SESSO IN TRENO CON SORPRESA – 2^ parte – Castelmaggiore (BO)

Un primo orgasmo aveva già scosso il mio corpo e un secondo era ormai uomo mi mordeva delicatamente le labbra e mi palpava le tette insinuandosi sotto il giubbotto di jeans e la felpa. Come sempre non diceva nulla, mi accarezzava e mi masturbava senza fretta. 
La sua erezione era visibile attraverso i pantaloni, ma non faceva nulla per tirarlo fuori, usava semplicemente le sue mani per darmi piacere. Presto, anche il pollice entrò in azione premendo proprio il clitoride contro la zona dietro. Il godimento era così grande che lui era costretto a tapparmi la bocca per soffocare i miei urli.
Dopo due orgasmoni miei, una goccia di sudore è caduta dalla sua fronte sulla mia mano, che trascinava i suoi pantaloni liberando il cazzo pulsante per farmi finalmente scopare.
Cercava di fermarmi, ma ho avuto la meglio, ho levato le dita e me lo sono infilatai tutto in un colpo solo. Ero in estasi, spingevo il bacino in avanti e graffiavo i suoi glutei per farlo affondare ancora di più. Dopo una lunga serie di colpi, gli ho stretto le palle e gli ho sussurrato:
- Adesso tocca te, riempimi...
Mugugnando qualcosa di incomprensibile, ha esaurito le ultime pompate, ma ha estratto il cazzo e ha eiaculato schizzando sulla gonna rovesciata.
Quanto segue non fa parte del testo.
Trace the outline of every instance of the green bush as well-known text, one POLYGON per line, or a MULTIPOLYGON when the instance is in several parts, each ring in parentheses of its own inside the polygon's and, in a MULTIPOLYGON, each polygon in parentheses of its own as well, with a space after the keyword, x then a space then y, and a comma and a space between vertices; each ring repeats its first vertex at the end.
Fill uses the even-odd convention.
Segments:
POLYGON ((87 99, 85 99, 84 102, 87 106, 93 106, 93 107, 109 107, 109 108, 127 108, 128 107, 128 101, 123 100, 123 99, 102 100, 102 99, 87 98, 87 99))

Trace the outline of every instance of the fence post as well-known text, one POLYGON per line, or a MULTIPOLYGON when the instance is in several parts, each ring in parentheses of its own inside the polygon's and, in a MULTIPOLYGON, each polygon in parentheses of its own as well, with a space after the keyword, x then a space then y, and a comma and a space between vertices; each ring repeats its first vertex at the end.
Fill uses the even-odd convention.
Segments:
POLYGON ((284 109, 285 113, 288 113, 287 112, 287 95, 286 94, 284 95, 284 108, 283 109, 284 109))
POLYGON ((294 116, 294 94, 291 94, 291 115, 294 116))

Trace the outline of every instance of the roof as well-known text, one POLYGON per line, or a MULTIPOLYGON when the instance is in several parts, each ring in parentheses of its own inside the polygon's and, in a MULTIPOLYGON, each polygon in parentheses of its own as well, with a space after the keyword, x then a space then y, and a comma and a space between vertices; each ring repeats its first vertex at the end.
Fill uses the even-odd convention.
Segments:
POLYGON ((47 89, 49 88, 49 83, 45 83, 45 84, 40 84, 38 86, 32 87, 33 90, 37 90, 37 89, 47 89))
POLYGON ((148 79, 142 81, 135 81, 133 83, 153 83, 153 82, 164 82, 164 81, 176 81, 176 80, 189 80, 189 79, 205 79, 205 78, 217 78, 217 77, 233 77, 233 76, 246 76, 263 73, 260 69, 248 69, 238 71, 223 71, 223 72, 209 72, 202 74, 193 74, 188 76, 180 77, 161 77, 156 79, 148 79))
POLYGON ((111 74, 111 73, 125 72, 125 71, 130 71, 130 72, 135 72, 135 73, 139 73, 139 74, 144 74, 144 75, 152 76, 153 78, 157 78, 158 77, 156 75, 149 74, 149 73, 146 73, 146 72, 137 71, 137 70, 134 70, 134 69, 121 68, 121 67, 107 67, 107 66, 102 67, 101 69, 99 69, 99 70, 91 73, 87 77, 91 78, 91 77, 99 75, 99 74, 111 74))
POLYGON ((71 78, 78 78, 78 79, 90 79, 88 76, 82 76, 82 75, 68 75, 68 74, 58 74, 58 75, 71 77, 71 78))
Ha subito raccolto il liquido con dei fazzoletti di carta, si è ricomposto e si è seduto di nuovo davanti a me. Sembrava normale, tranquillo, come se nulla fosse accaduto. Io invece ero sudata, avevo i capelli per aria e respiravo affannosamente. Mentre mi rivestivo, ho girato la mia faccia verso di lui e gli ho chiesto:
- Come ti chiami? 
Si è voltato, con una mano mi ha sollevato il mento, e mi ha baciato teneramente mentre la voce dell'altoparlante annunciava:
- Prossima fermata Bologna Centrale, prossima fermata Bologna Centrale...
L'uomo si è alzato in piedi, ha aperto la porta dello scompartimento e se n'é andato verso lo sportello di uscita.
Quando il treno si è fermato, scendendo ho incrociato il suo sguardo sul marciapiede della stazione e l'ho visto dirigersi verso la piazza degli autobus. Io ero assetata e affamata perciò, prima di andare da mia madre, sono entrata in un bar per bere e mangiare qualcosa. Verso le 5 del pomeriggio, ho preso l'autobus e sono arrivata a casa. Dopo baci, bacetti e abbracci, la mamma mi fa:
- C'è una sorpresa per te... Indovina chi è venuto a trovarci... il fratello del tuo povero papà!
E' uscito dal bagno sorridendo, ma è rimasto impietrito, e io più di lui. Era l'uomo del treno! Il fratello di mio padre emigrato in Germania che, arrivato alla pensione, era tornato a visitare il suo paese dopo 20 anni dal funerale! Avevo fatto sesso e scopato con mio zio!